Entre os anos 90 e meados dos anos 2000, os filmes de surf ocuparam um papel fundamental na cultura do esporte, influenciando o comportamento, as tendências e o consumo da época. Clipes de viagens, documentários e vídeos gravados dentro e fora d’água deixaram de ser apenas recordações para se tornarem formas de expressão, ajudando a moldar a percepção do que reconhecemos como “a cultura surfista” atualmente.
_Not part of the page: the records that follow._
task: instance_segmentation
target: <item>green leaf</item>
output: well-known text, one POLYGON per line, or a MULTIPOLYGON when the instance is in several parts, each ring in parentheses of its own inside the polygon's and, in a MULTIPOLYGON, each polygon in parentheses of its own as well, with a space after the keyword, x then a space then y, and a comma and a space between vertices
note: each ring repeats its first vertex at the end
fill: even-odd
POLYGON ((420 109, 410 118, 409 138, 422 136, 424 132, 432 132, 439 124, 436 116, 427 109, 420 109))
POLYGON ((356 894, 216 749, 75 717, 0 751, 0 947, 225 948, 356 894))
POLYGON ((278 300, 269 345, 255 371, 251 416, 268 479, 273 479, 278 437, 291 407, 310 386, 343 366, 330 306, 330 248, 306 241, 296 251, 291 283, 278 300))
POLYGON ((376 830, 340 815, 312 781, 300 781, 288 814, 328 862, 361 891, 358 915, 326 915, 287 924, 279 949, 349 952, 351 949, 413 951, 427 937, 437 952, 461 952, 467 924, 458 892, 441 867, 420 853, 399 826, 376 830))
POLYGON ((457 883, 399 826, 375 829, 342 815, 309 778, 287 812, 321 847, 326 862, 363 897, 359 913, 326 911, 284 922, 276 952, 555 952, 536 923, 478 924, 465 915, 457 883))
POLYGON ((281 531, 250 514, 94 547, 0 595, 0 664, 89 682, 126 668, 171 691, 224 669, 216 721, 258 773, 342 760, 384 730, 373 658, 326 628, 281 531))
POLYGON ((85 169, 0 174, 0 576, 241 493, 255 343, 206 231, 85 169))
Filmes cheios de energia, trilhas sonoras aceleradas, manobras radicais e praias paradisíacas transmitiam ao público a emoção de surfar ondas gigantes, ir à praia antes do sol nascer e vivenciar novas experiências com seus amigos. A linguagem audiovisual criada pelos filmes de surf impactou a comunidade em sua forma de agir, falar, vestir, surfar e até pensar. As produções também foram importantes para consagrar lendas do surf mundial, como Kelly Slater e Mason Ho, que, dentro ou fora das competições, continuaram inspirando e transmitindo a essência do esporte através de filmes.
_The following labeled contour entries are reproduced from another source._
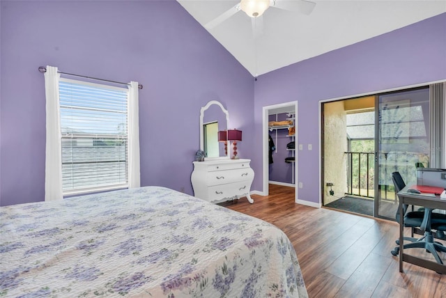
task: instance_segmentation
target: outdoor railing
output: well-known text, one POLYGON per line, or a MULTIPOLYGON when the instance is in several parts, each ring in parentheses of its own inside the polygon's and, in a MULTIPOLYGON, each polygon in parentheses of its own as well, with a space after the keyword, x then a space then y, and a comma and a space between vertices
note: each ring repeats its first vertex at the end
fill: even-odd
POLYGON ((374 197, 375 153, 346 152, 347 191, 346 194, 374 197))

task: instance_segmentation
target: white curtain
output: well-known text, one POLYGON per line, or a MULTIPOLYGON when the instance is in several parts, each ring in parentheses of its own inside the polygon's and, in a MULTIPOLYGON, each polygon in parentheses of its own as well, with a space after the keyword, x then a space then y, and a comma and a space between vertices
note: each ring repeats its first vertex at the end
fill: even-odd
POLYGON ((128 188, 141 186, 138 102, 138 82, 131 81, 128 92, 128 188))
POLYGON ((57 68, 47 66, 45 91, 47 100, 45 201, 63 198, 62 194, 62 152, 57 68))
Da mesma forma, as marcas encontraram uma maneira de comunicar, posicionar e construir valor por meio dessas produções; além da exposição de logos e produtos, os filmes permitiam associá-las a atletas e estilos de vida conectados a atributos como liberdade, autenticidade e conexão com a natureza.
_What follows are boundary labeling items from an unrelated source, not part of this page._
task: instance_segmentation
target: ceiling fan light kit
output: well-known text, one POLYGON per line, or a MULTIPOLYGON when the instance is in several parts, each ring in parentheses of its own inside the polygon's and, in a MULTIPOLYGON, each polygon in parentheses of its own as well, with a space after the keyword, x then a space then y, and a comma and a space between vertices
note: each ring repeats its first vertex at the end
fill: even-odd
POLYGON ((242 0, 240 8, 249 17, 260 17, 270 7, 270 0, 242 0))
No final dos anos 2000, com a popularização do Youtube e das redes sociais, os filmes também se adaptaram aos novos formatos: clipes diários, melhores momentos e Vlogs passaram a fazer parte dos conteúdos. Ainda assim, continuaram entregando autenticidade, posicionamento e aproximação com o público, porém, para se destacar, tornou-se necessário criar produções diferenciadas, com novas narrativas e formatos para captar a disputada atenção do público.
Na linguagem atual, os filmes passaram por novas transformações, como a verticalização da produção. Para se adaptar aos formatos das redes sociais e da tela dos celulares, muitos passaram a ser filmados e editados na vertical, com cortes e edições rápidas. O foco, praticamente completo no surfista, reduziu o visual que sempre foi tão característico de um filme de surf. Com todas essas mudanças, o mais interessante é notar a busca por equilíbrio entre os formatos tradicionais e atuais.
Atletas como Italo Ferreira e Filipe Toledo, e marcas como Red Bull e WSL, utilizam diferentes formatos e linguagens para se conectar com diferentes públicos: nas redes sociais, conteúdos performáticos e rápidos; no Youtube, vídeos longos e bastidores; nos filmes, takes paradisíacos,muitas ondas surfadas e produções audiovisuais artísticas. Se, por um lado, consistência digital é valorizada e o conteúdo é um ativo comercial, por outro, há a necessidade de fomentar a construção de narrativas e conexões emocionais que sustentam a cultura do surf.
Neste cenário, diferentes formatos podem coexistir e se complementar para aprofundar a conexão entre diferentes públicos e o esporte.